E assim, em lugar de criar um ser, Tupã criou dois: as formigas e os termitas (que são os cupins). Os termitas davam conta de comer e devorar toda a madeira apodrecida que havia. Ruíam tudo, pois seus dentinhos e ferrões são fortes e conseguem perfurar e comer a própria madeira. As formigas, que andam por toda a floresta, subindo nos galhos das árvores, cortando as folhas e os ramos que já estão sem vida, recolhem tudo que está no chão da floresta, cortam em pedacinhos pequenos e levam para dentro do seu formigueiro no fundo da terra. A partir deste dia as coisas andaram muito bem. Em pouco tempo a floresta estava limpa de novo, porque os milhares e milhares de termitas e de formigas que foram espalhados pela floresta limpavam tudo, deixando tudo em ordem. A paz e a beleza foram reestabelecidas. Depois de um tempo chegaram de novo os animais e disseram:
– Tupã, está tudo certo, tudo perfeito, mas agora surgiu um novo problema. Você fez com que as formigas e os cupins se reproduzissem tanto, e tão rápido, que com as suas asinhas, na época da reprodução, eles voam para todos os lados. A floresta está repleta de formigueiros e cupinzeiros. Isso não seria um problema, mas há formigas em excesso, elas estão subindo nas árvores, nos arbustos, e cortam também as folhas verdes. Elas não podem fazer isso, do contrário, em pouco tempo não teremos mais árvores, não vai sobrar nada! Você tem que fazer alguma coisa.
Tupã mais uma vez meditou no que os animais haviam dito, pensou bastante e disse: – Vocês têm razão. Eu decidi que vou deixar as formigas e os termitas andando pela floresta pois a função deles é muito importante para manter a floresta limpa e bonita. Preciso pensar melhor o que devo fazer. E Tupã se recolheu. No dia seguinte Tupã voltou e apresentou a todos os animais a sua nova criação:
– Olhem o novo animal que acabei de criar!
– Que animal estranho – disse o jacaré, abrindo sua boca enorme – tem uma boca tão pequenininha, tão apertada! Como ele é grande, maior que a onça-pintada! Mas como é que ele vai resolver o problema das formigas e dos cupins?
– Justamente – disse Tupã – eu o fiz grande porque queria que tivesse muita fome, e fiz sua boca pequena porque ele só vai comer formigas e cupins; ele andará pela floresta buscando formigueiros e cupinzeiros. Quando os encontrar, enfiará neles sua língua comprida e pegajosa, para comer os cupins e formigas que forem muito numerosos por ali. Assim tudo volta ao equilíbrio.

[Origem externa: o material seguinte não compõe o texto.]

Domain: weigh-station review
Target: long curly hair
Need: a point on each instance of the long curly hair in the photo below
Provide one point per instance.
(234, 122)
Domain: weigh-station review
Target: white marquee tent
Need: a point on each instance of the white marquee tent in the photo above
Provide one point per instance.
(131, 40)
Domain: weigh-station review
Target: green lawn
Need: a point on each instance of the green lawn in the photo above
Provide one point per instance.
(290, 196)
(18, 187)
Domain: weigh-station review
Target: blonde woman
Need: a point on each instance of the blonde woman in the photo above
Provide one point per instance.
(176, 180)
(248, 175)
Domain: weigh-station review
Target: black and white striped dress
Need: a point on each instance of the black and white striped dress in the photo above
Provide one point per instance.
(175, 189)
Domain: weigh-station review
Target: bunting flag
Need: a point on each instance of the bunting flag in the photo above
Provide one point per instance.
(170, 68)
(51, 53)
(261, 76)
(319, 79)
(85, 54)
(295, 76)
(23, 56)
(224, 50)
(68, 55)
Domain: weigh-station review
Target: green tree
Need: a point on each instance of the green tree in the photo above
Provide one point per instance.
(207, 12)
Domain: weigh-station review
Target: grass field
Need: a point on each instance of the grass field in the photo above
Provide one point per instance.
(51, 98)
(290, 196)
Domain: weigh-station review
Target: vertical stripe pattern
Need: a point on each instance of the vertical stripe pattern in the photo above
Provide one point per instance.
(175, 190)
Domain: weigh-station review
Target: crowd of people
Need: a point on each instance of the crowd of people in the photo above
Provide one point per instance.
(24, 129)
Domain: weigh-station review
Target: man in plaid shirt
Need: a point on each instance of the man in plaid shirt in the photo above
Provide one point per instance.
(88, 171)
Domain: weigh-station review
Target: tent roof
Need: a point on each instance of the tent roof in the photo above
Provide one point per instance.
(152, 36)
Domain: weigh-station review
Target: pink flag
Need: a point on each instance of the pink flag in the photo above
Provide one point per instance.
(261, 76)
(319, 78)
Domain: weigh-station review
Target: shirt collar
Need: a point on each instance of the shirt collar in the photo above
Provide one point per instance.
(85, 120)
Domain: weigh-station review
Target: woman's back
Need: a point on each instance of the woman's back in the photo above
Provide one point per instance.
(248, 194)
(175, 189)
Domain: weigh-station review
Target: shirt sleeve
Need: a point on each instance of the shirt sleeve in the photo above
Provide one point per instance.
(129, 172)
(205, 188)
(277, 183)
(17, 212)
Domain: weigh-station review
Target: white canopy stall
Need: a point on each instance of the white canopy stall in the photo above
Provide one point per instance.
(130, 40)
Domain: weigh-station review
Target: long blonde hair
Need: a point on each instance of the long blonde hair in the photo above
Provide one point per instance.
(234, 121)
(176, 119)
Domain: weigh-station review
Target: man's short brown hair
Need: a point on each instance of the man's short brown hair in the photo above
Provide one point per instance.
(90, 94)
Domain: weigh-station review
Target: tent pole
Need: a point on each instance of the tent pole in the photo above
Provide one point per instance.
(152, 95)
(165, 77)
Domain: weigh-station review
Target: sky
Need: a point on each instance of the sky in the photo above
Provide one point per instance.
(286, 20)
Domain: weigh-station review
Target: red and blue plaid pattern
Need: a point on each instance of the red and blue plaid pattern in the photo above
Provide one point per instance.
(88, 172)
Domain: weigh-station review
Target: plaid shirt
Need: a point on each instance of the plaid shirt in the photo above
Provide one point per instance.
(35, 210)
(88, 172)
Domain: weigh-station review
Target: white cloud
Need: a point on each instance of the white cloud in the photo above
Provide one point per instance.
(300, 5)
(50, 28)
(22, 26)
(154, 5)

As formigas e os termitas, continuaram a existir e a realizar a sua função na floresta e o tamanduá, que é um bicho grande e guloso, vai por todos os lugares comendo o excesso de formigas e cupins. Assim a paz e a beleza reinaram de novo na floresta.”
Ao terminar a história, vovó Jandira olhou para Cauã e disse: – Está vendo meu gaviãozinho? É por isso que na floresta, na natureza, tudo é sábio. Tudo tem a medida certa, nada é demais ou fora de seu lugar. Às vezes as pessoas aqui nas cidades pensam diferente, fazem as coisas diferente. É por isto que às vezes aparece o desequilíbrio meu netinho. Eu não vou colocar o veneno para as minhas formigas. Quem sabe aparece um tamanduá do mato e resolve o problema?
Dito e feito. Não passaram muitos dias até que numa manhã, chegando bem cedinho à horta, Cauã e vovó Jandira viram um grande tamanduá enfiando sua língua no formigueiro que havia ali perto! O tamanduá comeu à vontade. Os dois, Cauã e vovó Jandira, ficaram observando à distância para não assustá-lo.
Deste modo, também no jardim e na horta da vovó Jandira, o equilíbrio se estabeleceu.